Okay, it’s a “credit where credit’s due” moment for me.  Thomas Friedman’s column yesterday was about how the ChiComs will have to allow social freedoms or will see the progress their country has made come to a halt.  This is from a guy who’s spilled lots of ink expressing his envy of the ability of those very same totalitarians to impose their economic, political and industrial will on their subjects, where we in America have to allow the people to interfere with their betters’ ideas of what we ought to be doing.  So bravo, Mr. Friedman — and welcome (back?) to reality.  Here’s hoping it lasts a while.

One small quibble:  Friedman says this near the end of the piece:

The logic is that all of us are smarter than one of us, and the unique feature of today’s flat world is that you can actually tap the brains and skills of all of us, or at least more people in more places. Companies and countries that enable that will thrive more than those that don’t.

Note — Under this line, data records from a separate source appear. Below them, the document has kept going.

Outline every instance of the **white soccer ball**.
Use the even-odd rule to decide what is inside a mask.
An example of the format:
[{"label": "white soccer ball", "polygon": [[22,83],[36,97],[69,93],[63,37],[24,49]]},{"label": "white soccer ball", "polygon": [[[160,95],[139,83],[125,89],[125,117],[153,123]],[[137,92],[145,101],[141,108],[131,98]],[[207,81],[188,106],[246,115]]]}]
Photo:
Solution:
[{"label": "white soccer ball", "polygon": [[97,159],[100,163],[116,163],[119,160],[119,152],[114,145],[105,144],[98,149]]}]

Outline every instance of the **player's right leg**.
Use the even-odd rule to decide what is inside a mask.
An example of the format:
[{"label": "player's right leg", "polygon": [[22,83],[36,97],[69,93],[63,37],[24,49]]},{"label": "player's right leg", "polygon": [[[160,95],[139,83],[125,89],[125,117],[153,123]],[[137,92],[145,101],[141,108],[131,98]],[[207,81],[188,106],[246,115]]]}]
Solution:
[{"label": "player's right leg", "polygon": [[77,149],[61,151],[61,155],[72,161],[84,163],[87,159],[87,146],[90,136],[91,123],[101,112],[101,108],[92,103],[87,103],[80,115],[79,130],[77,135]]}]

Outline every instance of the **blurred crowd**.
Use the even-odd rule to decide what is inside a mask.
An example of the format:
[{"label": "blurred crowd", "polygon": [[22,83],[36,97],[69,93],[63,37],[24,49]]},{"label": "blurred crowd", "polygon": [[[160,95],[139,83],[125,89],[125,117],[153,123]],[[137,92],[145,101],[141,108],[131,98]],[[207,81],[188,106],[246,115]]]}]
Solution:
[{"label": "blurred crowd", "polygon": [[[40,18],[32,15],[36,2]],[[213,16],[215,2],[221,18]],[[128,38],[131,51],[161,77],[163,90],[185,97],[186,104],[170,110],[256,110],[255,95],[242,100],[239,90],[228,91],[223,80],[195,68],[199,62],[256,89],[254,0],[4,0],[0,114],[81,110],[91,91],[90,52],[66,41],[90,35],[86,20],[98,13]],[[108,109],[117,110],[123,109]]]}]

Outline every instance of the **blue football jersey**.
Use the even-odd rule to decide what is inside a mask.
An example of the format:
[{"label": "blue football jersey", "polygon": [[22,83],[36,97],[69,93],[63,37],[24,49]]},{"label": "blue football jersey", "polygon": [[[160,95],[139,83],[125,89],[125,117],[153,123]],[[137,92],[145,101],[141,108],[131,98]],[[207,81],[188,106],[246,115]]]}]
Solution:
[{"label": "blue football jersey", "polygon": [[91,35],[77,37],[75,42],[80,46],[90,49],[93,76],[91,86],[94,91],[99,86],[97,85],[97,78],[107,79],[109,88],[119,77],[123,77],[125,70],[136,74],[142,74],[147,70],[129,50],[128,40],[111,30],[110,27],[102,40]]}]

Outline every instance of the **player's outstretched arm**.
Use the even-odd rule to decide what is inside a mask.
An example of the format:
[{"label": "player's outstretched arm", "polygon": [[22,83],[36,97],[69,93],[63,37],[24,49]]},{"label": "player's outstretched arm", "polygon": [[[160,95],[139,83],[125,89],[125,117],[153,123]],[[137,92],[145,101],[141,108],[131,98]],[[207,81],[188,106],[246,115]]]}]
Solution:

That first phrase is right on the money, as is the second full sentence.  The balance of the first sentence, a rehash of a major point of his book The World is Flat, isn’t nearly true.  Trouble is, Friedman is hung up on the technology world of innovation and production.  But in older areas of production, trade in both products and capabilities have been around long enough that Robert Torrens and David Ricardo pointed out the benefits of comparative advantage back in the early 1800s.  And of course, I, Pencil is from 1958, so it’s not like distributed knowledge and abilities became some hidden legend.

But those are minor points.  Let me wrap it all up by applauding Thomas Friedman for a change.